Genevieve Kirkbride, chair of the Bekaa Valley committee for Toledo Sister Cities, said Saturday’s event shows “how important [it is] that people understand that we are all one people.”
“Our blood is the same,” she said.
A founder of the local committee, Ms. Kirkbride was born in Zahlé in the Bekaa Valley and moved with her family to the United States in 1946. Lebanese and other Arab-American communities in Toledo are diverse, and at times have lacked unifying elements, she said. Orthodox Christians formed their own churches, Lebanese Catholics joined established parishes, and newer Muslim communities have grown.

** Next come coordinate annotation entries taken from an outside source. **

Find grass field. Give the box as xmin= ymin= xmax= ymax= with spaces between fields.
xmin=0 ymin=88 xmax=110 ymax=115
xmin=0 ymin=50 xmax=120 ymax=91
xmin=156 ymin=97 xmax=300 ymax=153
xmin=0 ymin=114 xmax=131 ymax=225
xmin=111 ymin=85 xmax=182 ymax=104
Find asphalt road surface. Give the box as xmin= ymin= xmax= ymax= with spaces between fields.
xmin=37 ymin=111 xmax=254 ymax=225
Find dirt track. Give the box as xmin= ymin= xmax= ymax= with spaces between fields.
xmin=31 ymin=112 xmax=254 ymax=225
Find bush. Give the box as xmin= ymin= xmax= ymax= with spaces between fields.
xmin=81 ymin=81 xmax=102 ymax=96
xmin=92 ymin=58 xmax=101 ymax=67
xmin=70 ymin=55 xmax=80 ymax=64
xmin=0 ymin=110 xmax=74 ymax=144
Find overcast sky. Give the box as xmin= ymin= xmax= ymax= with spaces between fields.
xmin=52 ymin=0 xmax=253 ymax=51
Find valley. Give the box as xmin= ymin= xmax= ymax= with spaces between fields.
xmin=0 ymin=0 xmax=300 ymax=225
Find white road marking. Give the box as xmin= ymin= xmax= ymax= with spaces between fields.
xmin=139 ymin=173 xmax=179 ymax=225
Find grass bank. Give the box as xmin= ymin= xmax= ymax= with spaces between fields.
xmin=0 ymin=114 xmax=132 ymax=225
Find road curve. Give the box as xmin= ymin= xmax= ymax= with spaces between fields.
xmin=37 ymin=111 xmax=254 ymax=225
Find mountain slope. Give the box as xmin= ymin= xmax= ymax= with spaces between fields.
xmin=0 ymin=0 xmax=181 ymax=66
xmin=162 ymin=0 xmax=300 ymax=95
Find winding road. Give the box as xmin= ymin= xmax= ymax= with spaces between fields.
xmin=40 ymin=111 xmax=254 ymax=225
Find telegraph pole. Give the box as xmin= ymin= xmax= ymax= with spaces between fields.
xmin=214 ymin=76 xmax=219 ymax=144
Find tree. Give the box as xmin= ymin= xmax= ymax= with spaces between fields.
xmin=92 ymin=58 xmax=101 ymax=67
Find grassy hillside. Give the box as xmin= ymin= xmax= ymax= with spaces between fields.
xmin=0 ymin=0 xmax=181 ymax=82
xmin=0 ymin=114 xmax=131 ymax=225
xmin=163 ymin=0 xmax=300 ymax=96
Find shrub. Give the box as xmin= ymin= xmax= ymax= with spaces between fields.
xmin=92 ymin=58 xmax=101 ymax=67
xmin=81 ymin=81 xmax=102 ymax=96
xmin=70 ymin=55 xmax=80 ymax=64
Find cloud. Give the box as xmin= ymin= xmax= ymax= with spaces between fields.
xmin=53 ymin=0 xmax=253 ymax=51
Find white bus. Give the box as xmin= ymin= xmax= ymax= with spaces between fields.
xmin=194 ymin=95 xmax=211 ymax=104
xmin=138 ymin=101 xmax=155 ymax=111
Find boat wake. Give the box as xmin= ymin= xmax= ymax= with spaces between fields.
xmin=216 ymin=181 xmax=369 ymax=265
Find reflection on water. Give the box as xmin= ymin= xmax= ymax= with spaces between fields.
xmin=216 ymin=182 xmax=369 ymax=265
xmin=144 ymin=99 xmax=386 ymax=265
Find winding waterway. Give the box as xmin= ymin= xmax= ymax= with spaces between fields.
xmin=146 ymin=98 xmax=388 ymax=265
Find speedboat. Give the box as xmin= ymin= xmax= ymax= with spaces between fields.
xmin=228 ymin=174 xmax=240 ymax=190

The Sister Cities program not only connects Toledo with far-flung communities, it also serves as a unifier here.
“It’s vital, not for my generation, but for the generations that are coming,” Ms. Kirkbride said.
Kevin Ruedy, with the Toledo Swiss Society smiles while serving traditional Swiss food during the Toledo Sister Cities International Festival.
Brittany Ford, co-lead of Welcome Toledo-Lucas County — the county's effort to embrace immigrants and refugees — said the Sister City event helps highlight growing communities in Lucas County.
“Some of our biggest and most active Sister Cities today are our rising immigrant communities,” she said.
The festival last year was held at the University of Toledo, and was attended by about 2,000 people, event organizers said. And it’s not just dedicated to countries and cities with established relationships with Toledo. Exhibits, displays, and performances included representatives for Nepal, Ireland, Sweden, and Mexico, among others.
Among one of the first performances was by students of the Ardan Academy of Irish Dance, which has a studio in Toledo.
The festival, after all, is about celebrating the diversity of our community, said James Hartung, Toledo Sister Cities International board president.
“We are here to celebrate what American is all about,” he said.